Do I feel empowered? I think so. More so, I feel proud of myself. Really, really proud of myself. I think back to seeing my family, awkward and confused, in the crowd of cheerers. My mom had been telling everyone I was running the marathon, to my horror. She asked me how long I ran after every single long run. I would roll my eyes a bit — she was my mom, after all. She would be impressed regardless. But when I saw her cheering, it was rare. She was so proud, and I didn’t know why.
But I think I am grasping it now, something similar. It stood for other things, that I would try to do something hard. Like wearing the face of someone you love on your shirt, letting them know: I love you, and I would do such hard things for you.
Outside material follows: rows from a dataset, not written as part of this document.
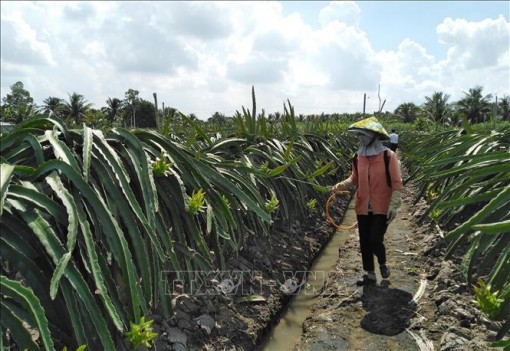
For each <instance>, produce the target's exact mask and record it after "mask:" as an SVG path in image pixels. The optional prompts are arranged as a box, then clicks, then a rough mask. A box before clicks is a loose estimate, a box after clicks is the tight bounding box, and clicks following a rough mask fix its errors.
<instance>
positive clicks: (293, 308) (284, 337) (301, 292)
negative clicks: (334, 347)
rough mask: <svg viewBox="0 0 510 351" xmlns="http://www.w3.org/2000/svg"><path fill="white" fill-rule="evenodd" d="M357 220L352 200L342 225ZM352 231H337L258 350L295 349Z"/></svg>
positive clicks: (348, 207) (350, 223)
mask: <svg viewBox="0 0 510 351" xmlns="http://www.w3.org/2000/svg"><path fill="white" fill-rule="evenodd" d="M355 222H356V214H355V212H354V201H350V202H349V205H348V210H347V211H346V213H345V216H344V218H343V222H342V223H341V225H342V226H350V225H352V224H353V223H355ZM348 235H350V234H349V232H348V231H337V232H336V233H335V234H334V235H333V237H332V238H331V239H330V241H329V242H328V244H327V246H326V247H325V248H324V249H323V251H322V252H321V254H320V256H319V257H318V258H317V259H316V260H315V262H314V264H313V265H312V267H311V268H310V271H309V274H308V276H307V280H306V285H304V286H302V288H301V289H300V290H299V293H298V294H297V295H296V296H294V297H293V298H292V300H291V301H290V302H289V305H288V307H287V309H286V310H285V311H284V312H283V313H282V316H281V319H280V321H279V323H278V324H277V325H276V326H275V327H274V328H273V330H272V331H271V333H270V334H269V336H268V337H267V338H266V340H265V342H264V343H263V344H262V345H260V346H259V347H258V348H257V350H258V351H275V350H278V351H287V350H291V349H292V348H293V347H294V345H295V343H296V342H297V341H298V339H299V338H300V337H301V334H302V323H303V321H304V320H305V319H306V317H308V315H309V314H310V311H311V307H312V305H313V304H314V302H315V295H316V294H317V293H318V292H319V291H320V289H321V287H322V285H323V284H324V282H325V279H327V277H328V274H329V272H330V270H331V269H333V267H334V266H335V264H336V262H337V260H338V248H339V247H341V246H342V245H344V244H345V242H346V241H347V236H348Z"/></svg>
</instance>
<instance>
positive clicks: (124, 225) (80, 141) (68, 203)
mask: <svg viewBox="0 0 510 351" xmlns="http://www.w3.org/2000/svg"><path fill="white" fill-rule="evenodd" d="M285 112H286V113H285V118H284V119H285V120H287V123H286V124H285V126H286V129H285V131H284V132H283V133H280V135H276V133H272V135H268V133H266V131H267V130H266V129H265V124H264V122H265V120H264V118H255V116H256V113H255V108H254V109H253V111H248V110H245V109H244V108H243V114H242V115H241V114H239V115H238V126H240V129H238V132H237V133H236V134H235V135H232V136H228V137H222V136H218V135H216V136H215V137H214V138H213V137H211V136H209V135H207V133H205V132H204V131H203V130H201V129H200V128H199V127H197V126H196V125H195V124H194V123H193V121H191V120H189V119H187V118H186V116H182V118H184V119H186V120H187V121H188V122H189V124H190V126H192V127H193V128H194V133H195V134H194V135H195V137H196V138H194V140H195V141H194V143H193V144H191V145H190V143H189V142H188V140H189V139H187V140H180V139H179V138H178V137H176V136H175V135H172V134H171V133H168V134H167V133H159V132H156V131H151V130H144V129H132V130H127V129H122V128H115V129H112V130H108V131H100V130H95V129H91V128H89V127H87V126H85V125H84V126H83V127H82V128H81V129H69V128H68V127H67V126H66V124H65V123H64V122H63V121H61V120H59V119H58V118H55V117H46V118H37V119H32V120H27V121H25V122H23V123H21V124H19V125H18V126H16V128H15V129H13V130H12V131H10V132H9V133H7V134H3V135H2V136H1V146H0V150H1V184H0V185H1V191H2V193H1V203H0V215H1V223H0V226H1V231H2V236H1V239H0V240H1V259H2V271H1V288H2V295H3V298H2V302H1V307H2V321H1V324H2V328H1V332H2V335H1V336H0V340H1V341H2V343H3V342H5V343H6V344H9V345H17V347H18V348H19V349H28V350H32V349H40V348H43V349H45V350H53V349H62V347H64V346H66V347H79V346H80V345H86V346H87V347H88V349H91V350H92V349H93V350H98V349H104V350H113V349H115V348H116V345H115V340H117V337H118V336H121V337H123V336H125V335H126V333H127V332H128V331H129V330H128V329H129V327H130V325H133V323H135V324H136V323H138V321H143V319H142V318H144V317H145V316H148V315H150V314H154V313H159V314H161V315H163V316H165V317H167V318H168V317H170V316H171V315H172V307H171V300H170V296H169V292H168V291H167V284H166V282H165V281H164V279H160V277H161V276H162V272H172V274H174V275H175V276H169V279H170V278H172V279H173V278H175V279H179V280H181V281H182V282H184V283H185V284H193V277H192V275H188V273H186V272H193V271H197V270H199V271H208V270H213V269H222V268H223V267H225V262H226V260H227V259H228V258H229V257H231V256H232V255H233V254H235V253H236V252H239V250H241V249H242V248H243V245H245V242H246V237H247V235H255V236H263V237H266V238H268V239H269V238H270V236H271V235H272V232H273V229H274V228H275V226H279V225H286V223H287V224H288V223H291V222H292V221H293V220H295V219H298V218H303V216H307V215H308V214H309V211H317V210H319V211H322V210H323V208H322V204H323V203H324V197H325V196H326V195H327V192H328V188H327V186H328V185H331V184H332V183H333V182H335V181H336V180H337V179H339V178H341V177H342V176H343V175H344V174H345V173H346V172H347V171H348V167H349V159H350V154H351V153H352V150H353V140H351V139H350V137H348V136H346V135H343V136H342V135H341V134H335V135H333V134H328V136H327V137H326V136H324V135H322V136H320V135H313V134H303V133H300V132H299V131H298V130H297V128H296V124H295V119H294V117H293V114H294V112H293V109H292V107H291V106H290V103H289V108H288V109H287V108H286V109H285ZM27 326H29V327H28V328H27ZM29 329H37V330H38V332H39V338H38V339H37V340H33V338H32V337H31V336H30V331H29ZM0 346H2V345H0ZM6 346H8V345H6ZM0 348H1V349H3V347H0Z"/></svg>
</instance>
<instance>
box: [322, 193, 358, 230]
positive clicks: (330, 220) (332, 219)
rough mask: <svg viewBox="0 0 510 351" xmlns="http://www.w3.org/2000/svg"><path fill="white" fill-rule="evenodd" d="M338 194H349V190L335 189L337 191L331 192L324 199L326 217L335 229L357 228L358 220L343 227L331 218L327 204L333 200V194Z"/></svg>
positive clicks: (328, 221) (328, 208)
mask: <svg viewBox="0 0 510 351" xmlns="http://www.w3.org/2000/svg"><path fill="white" fill-rule="evenodd" d="M338 194H349V192H348V191H347V190H343V191H337V192H334V193H333V194H331V196H330V197H329V198H328V200H327V201H326V219H327V220H328V222H329V223H331V225H332V226H333V227H335V228H336V229H337V230H351V229H354V228H357V227H358V222H356V223H354V224H353V225H351V226H349V227H344V226H341V225H338V224H336V223H335V221H334V220H333V218H331V215H330V214H329V204H330V203H331V201H333V199H334V198H335V196H336V195H338Z"/></svg>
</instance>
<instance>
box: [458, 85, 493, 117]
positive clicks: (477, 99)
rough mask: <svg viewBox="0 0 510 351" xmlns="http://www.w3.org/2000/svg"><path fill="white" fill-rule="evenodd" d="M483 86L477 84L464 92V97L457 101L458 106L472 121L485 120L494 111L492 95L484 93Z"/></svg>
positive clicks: (459, 108) (467, 116) (461, 111)
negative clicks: (491, 102)
mask: <svg viewBox="0 0 510 351" xmlns="http://www.w3.org/2000/svg"><path fill="white" fill-rule="evenodd" d="M482 91H483V87H481V86H476V87H474V88H471V89H469V92H467V93H466V92H464V94H465V95H466V96H465V97H464V99H461V100H459V101H457V108H458V110H459V111H460V112H462V113H464V114H465V115H466V117H467V118H468V120H469V121H470V122H471V123H480V122H483V121H484V120H485V119H486V117H488V116H490V114H491V112H492V105H491V99H492V95H491V94H487V95H485V96H483V95H482Z"/></svg>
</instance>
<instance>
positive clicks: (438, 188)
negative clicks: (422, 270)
mask: <svg viewBox="0 0 510 351" xmlns="http://www.w3.org/2000/svg"><path fill="white" fill-rule="evenodd" d="M401 139H402V142H403V143H404V144H405V145H404V147H405V149H406V151H405V153H404V156H405V157H404V159H403V161H404V164H405V165H406V167H407V169H408V171H409V173H410V176H409V178H410V179H412V180H413V182H414V183H416V184H417V185H418V186H419V189H420V191H419V196H418V197H417V198H418V199H420V198H425V199H426V200H427V201H428V203H429V204H430V207H429V209H428V215H429V216H430V217H431V218H432V219H433V220H435V221H436V222H437V223H438V224H439V226H440V227H441V228H442V229H443V230H444V231H445V241H446V243H447V245H448V246H447V253H446V257H445V258H446V259H449V258H452V257H455V256H456V257H460V258H462V263H461V270H462V273H463V276H464V278H465V280H466V282H467V283H468V285H469V286H470V287H472V291H473V295H474V299H475V301H476V302H477V304H478V306H479V307H480V309H481V310H482V311H483V312H484V313H485V314H486V315H487V316H488V317H489V318H490V319H492V320H494V321H496V323H498V324H499V325H500V328H499V332H498V334H497V337H496V339H497V340H499V341H498V342H496V343H495V344H494V346H499V347H510V340H509V339H508V334H507V333H508V331H509V330H510V127H508V126H506V127H503V128H501V129H500V130H498V131H496V130H489V131H485V132H483V131H482V132H480V130H478V131H477V130H476V129H475V130H473V128H472V127H470V126H469V125H466V126H465V129H462V130H447V131H443V132H440V133H436V134H430V135H428V134H421V136H420V137H418V138H417V137H416V133H413V132H406V133H403V134H402V135H401ZM505 335H506V336H507V338H506V340H503V339H504V337H505Z"/></svg>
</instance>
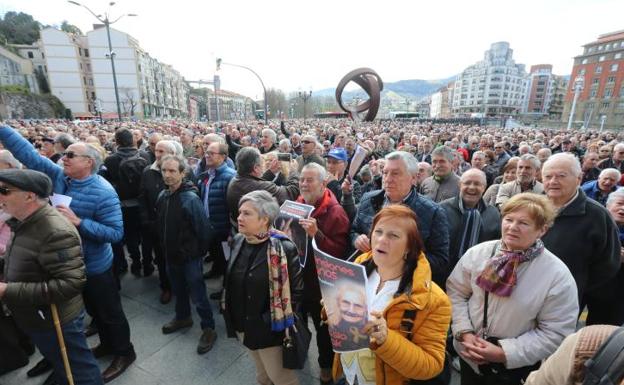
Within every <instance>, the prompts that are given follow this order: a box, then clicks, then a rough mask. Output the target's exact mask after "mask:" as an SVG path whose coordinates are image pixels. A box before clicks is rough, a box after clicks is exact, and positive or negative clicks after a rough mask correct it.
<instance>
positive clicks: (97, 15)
mask: <svg viewBox="0 0 624 385" xmlns="http://www.w3.org/2000/svg"><path fill="white" fill-rule="evenodd" d="M67 2H68V3H70V4H74V5H77V6H79V7H83V8H84V9H86V10H87V11H89V13H91V14H92V15H93V16H94V17H95V18H96V19H98V21H99V22H100V23H103V24H104V26H105V27H106V36H107V38H108V54H106V57H107V58H110V61H111V69H112V72H113V87H114V88H115V102H116V103H117V118H118V120H121V104H120V103H119V90H118V88H117V74H116V72H115V52H113V45H112V43H111V38H110V25H111V24H115V23H116V22H118V21H119V20H120V19H121V18H122V17H124V16H137V15H136V14H134V13H127V14H123V15H121V16H119V17H118V18H116V19H115V20H113V21H110V18H109V12H108V11H107V12H106V13H104V18H102V15H96V14H95V12H93V11H92V10H91V9H90V8H89V7H87V6H86V5H84V4H80V3H79V2H77V1H72V0H67ZM108 5H109V9H110V7H112V6H113V5H115V2H114V1H111V2H110V3H108Z"/></svg>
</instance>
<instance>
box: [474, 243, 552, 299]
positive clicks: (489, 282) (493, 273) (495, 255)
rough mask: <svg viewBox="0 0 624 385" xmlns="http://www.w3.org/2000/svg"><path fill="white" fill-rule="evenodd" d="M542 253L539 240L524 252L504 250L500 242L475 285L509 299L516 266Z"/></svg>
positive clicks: (512, 289)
“Competing against time isn’t important. What’s going to be much more meaningful to me now is how much I can enjoy myself, whether I can finish twenty-six miles with a feeling of contentment. I’ll enjoy and value things that can’t be expressed in numbers, and I’ll grope for a feeling of pride that comes from a slightly different place.”
— Murakami, WITAWITAR
no ‘some things’ this week — it’s my bedtime. just a big thank you to everyone: for reading, for being my friend, for donating to my UNHCR fundraiser (we blew the goal out of the water!). there are friends and loved ones at every point in this story: people i ran with, people who called me on my long and dreary runs, people who cheered me on and texted me and got me out of bed in the morning. sorry if i sound so annoying talking about this, guys. i didn’t wanna be one of those people but I am now <3
happy trails,
PM
… PS:
I did not eat these things fwiw. just the dates & sugar cubes I brought + a half banana from the crowd
Woohoo! Congratulations. 🫶
"Light was scarce, my skin was acneic." Woah Pegah, why are you describing my new grad school experience and thoughts of dropping out every single day (my skin is rebelling!!!). The idea of the gesture of running itself being complete is such a poignant idea to mull over; I'll be thinking of that all night. Thank you for that, and for also reading one of my fave memoirs on running.